Sorras and another 22 alleged members of his Convention of Greeks are accused of defrauding Greek citizens who they convinced to donate to the organization with pledges to erase their debts to the state. The trial was postponed to allow defense lawyers to look over the case file as well, said the paper.
After being caught in June, 2018, he was remanded in pending trial on criminal fraud charges but hundreds of his bilked supporters who believed he had enough money to pay their debts but needed donations from them showed up at the court to support him.
At the time it was reported that he would face charges of defrauding the state by urging nonpayment of taxes, running a criminal organization, money laundering, spreading false rumors and incitement.
Sorras founded the Convention of Greeks political group, claiming to have access to enough money in foreign bonds to cover Greece’s 326 billion-euro foreign debt ($360.77 billion) and he had a legion of believers even when he became a fugitive to avoid justice.
He had been sentenced in absentia eight years in prison for embezzlement when he didn’t show up for another trial either but the newspaper Kathimerini said it wasn’t clear if he was arrested for that or another crime.
Police sources said they had been tipped off to the fugitive’s whereabouts and had him under surveillance, the paper said, even though he had grown a beard to try to hide his identity and had built a kind of panic room in his house to evade capture.
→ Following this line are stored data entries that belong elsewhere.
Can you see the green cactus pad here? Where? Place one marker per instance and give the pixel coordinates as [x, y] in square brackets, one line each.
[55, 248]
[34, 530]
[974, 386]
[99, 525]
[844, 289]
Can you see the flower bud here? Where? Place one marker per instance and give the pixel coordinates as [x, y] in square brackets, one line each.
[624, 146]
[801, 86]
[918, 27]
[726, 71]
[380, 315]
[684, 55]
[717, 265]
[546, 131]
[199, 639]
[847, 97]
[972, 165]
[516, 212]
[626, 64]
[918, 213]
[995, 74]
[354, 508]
In July, 2017, Greece’s Supreme Court overturned a 2013 ruling by an Athens misdemeanor court stating that he had the right to manage what turned out to be a fraudulent fund and acquitted him although acknowledging that he had scammed people.
Judges said the 2013 decision was not based on any substantiated evidence. The ruling bears no legal consequence on Sorras, though couldn’t invoke that earlier ruling anymore in his defense in which the lower essentially said he had the right to defraud people. He had been sentenced in March, 2017 in a court in Patra in western Greece.
Officials said his claims of having trillions of dollars was imaginary and designed to get money from people but he was allowed to keep scamming them until he vanished until being caught.